State-of-the-art point cloud classification and segmentation methods are based on deep learning. Raw point clouds captured by the LiDAR sensors are irregular and unordered. They cannot be directly processed by deep learning networks designed for 2D images. This problem was addressed by the pioneering work on the PointNet. PointNet and its follow-ups achieved impressive performance in small-scale point cloud classification and segmentation tasks, but they can’t be generalized to handle large-scale point cloud directly due to the memory and time constraints.
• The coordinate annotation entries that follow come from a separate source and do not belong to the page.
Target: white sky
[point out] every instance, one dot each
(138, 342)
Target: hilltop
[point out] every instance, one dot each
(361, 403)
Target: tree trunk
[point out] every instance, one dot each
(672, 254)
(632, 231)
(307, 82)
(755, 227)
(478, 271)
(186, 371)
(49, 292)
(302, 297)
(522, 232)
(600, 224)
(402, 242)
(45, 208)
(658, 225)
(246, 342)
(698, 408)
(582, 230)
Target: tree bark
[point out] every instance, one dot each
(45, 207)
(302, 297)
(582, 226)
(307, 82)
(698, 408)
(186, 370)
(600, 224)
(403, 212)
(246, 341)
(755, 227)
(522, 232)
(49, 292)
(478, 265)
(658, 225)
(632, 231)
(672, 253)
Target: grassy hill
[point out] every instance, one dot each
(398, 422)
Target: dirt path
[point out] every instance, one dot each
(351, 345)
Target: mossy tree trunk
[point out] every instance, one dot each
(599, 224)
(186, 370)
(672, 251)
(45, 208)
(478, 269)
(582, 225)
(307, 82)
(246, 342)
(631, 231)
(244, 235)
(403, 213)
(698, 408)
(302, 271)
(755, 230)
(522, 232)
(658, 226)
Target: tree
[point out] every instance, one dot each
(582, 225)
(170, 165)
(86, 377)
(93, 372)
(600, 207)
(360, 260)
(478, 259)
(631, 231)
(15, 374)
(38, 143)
An efficient solution to semantic segmentation of large-scale indoor scene point clouds is proposed in this work. It is named GSIP (Green Segmentation of Indoor Point clouds) [1], and its performance is evaluated on a representative large-scale benchmark — the Stanford 3D Indoor Segmentation (S3DIS) dataset. GSIP has two novel components: 1) a room-style data pre-processing method that selects a proper subset of points for further processing, and 2) a new feature extractor which is extended from PointHop. For the former, sampled points of each room form an input unit. For the latter, the weaknesses of PointHop’s feature extraction when extending it to large-scale point clouds are identified and fixed with a simpler processing pipeline. As compared with PointNet, which is a pioneering deep-learning-based solution, GSIP is green since it has significantly lower computational complexity and a much smaller model size. Furthermore, experiments show that GSIP outperforms PointNet in segmentation performance for the S3DIS dataset.

— Min Zhang

[1] Min Zhang, Pranav Kadam, Shan Liu, and C.-C. Jay Kuo, “GSIP: Green Semantic Segmentation of Large-Scale Indoor Point Clouds.” arXiv preprint arXiv:2109.11835 (2021).